When S. P. Verner returned most of the pygmies to their native land, Ota asked to return to the United States, once again becoming a pawn in Verner's plan to win accolades and gain financial reward because of his travels in Africa. Though few took Verner very seriously (in great part because of his lifelong struggle with mental illness), the Bronx Zoological Gardens did take an interest in Ota. It was there that he became a virtual prisoner of that institution and became known as "the pgymy in the zoo." When representatives of the Colored Baptist Ministers' Conference received word of Ota's address being at the zoo's Monkey House, they pressured authorities to be allowed to take him to an orphanage (although Ota was already an adult). Finding Ota to be more and more unmanageable, the zoo's leadership agreed.

Rather than ruin the story for you, let me encourage you to read it for yourself.
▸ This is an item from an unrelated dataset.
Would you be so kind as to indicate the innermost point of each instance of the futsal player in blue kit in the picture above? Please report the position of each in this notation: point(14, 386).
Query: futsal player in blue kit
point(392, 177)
It takes a few more turns as Ota moves south and it eventually comes to a sad end. Abandoned by Verner, and unable to purchase a ticket to Africa, Ota Binga finds another way to return to his beloved land: "If the darkness IS and the darkness is of the forest, then the darkness must be good."

This book is both entertaining and disturbing. Above all, it is thought-provoking. One of the authors is grandson to S. P. Verner, so it was probably a difficult volume to produce. Looking closely at our ancestors can be unnerving ... it can remind us of ourselves.